Il ne suffit pas de dire que Brice Hortefeux est raciste puisque c’est de notoriété publique. Il faut aussi se poser des questions sur les ravages de la transparence absolue que prônent les politiques et que réclament des citoyens irresponsables qui ne voudraient évidemment pas qu’elle s’appliquent à eux.

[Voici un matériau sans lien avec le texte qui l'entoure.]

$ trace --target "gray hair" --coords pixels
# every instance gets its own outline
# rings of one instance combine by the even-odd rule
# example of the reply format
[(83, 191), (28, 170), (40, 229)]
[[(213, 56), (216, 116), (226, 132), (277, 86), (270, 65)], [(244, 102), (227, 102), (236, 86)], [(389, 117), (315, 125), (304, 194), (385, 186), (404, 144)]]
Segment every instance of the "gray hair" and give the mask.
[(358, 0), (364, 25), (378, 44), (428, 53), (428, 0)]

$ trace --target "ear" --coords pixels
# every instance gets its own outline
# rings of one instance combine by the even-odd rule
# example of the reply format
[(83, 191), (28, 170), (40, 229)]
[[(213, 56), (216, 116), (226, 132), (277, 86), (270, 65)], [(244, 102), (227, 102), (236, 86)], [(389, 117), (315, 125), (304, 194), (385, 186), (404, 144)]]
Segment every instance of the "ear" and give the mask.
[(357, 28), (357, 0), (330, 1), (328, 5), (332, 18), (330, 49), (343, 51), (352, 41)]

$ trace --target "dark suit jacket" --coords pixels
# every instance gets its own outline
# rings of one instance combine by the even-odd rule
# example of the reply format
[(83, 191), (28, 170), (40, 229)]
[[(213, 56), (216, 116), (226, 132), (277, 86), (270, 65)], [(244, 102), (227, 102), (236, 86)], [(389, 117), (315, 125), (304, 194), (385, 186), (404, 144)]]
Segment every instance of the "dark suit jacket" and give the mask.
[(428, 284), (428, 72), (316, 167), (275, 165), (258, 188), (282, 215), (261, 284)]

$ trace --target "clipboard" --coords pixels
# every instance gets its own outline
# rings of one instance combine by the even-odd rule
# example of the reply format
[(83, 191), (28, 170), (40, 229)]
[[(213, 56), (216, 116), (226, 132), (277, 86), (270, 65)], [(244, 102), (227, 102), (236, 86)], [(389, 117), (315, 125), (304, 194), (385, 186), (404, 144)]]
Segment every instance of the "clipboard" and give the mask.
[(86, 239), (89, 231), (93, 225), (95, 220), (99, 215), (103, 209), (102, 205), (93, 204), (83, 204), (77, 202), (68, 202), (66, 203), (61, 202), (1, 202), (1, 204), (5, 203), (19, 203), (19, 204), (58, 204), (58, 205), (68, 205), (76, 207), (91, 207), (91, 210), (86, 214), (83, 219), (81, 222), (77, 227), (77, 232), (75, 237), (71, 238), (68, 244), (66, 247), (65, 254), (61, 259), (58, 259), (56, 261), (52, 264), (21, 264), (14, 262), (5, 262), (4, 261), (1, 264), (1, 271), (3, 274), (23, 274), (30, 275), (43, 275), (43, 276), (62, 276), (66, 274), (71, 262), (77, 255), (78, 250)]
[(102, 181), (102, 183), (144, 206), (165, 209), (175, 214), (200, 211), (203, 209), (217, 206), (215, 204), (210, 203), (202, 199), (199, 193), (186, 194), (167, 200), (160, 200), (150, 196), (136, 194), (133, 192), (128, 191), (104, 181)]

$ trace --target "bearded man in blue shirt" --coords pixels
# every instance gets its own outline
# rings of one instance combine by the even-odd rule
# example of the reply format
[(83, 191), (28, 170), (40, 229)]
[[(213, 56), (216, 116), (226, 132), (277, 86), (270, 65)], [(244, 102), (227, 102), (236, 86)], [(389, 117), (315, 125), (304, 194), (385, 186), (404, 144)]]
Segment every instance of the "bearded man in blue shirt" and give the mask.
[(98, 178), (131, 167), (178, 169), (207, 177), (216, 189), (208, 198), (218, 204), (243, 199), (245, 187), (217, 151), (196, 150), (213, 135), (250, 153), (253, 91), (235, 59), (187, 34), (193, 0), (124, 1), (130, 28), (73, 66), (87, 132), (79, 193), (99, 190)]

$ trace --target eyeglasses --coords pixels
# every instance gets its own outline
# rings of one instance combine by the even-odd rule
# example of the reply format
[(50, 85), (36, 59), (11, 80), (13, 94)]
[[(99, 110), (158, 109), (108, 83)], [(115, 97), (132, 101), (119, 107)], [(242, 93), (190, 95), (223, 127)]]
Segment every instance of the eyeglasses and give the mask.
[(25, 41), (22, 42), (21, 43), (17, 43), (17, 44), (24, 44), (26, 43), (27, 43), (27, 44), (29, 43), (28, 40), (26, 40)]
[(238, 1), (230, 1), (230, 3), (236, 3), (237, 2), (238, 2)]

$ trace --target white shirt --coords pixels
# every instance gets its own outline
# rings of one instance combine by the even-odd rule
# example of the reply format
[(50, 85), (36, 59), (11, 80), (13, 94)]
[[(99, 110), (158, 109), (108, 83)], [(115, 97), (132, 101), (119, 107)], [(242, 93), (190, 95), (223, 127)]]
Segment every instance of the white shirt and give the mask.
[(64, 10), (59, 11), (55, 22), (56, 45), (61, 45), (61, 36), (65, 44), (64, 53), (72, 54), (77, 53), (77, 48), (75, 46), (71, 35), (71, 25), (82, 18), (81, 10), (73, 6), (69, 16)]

Claude-Marie Vadrot  • 17 septembre 2009
Partager :

Que monsieur Brice Hortefeux, fils de banquier et étudiant sans diplôme de Sciences Pô, ait un fond raciste qui ressort de temps à autre, qu’il ait exprimé et exprime encore son mépris des étrangers dans ses deux fonctions ministérielles successives, que son activité de ministre de l’Intérieur soit exclusivement répressive et s’accorde parfaitement à ses aspirations et à son idéologie, qu’il soit l’ami à tout faire du Président depuis 1976, que le personnage soit en plus l’un des moins (humainement parlant) « sympathique » dans un gouvernement où la concurrence est pourtant rude, tout cela ne fait aucun doute. Pas plus qu’il n’est possible de contester que ce beauf a proféré une plaisanterie raciste sans même se rendre compte à quel point elle en était offensante, tant elle traduisait sa ### nature.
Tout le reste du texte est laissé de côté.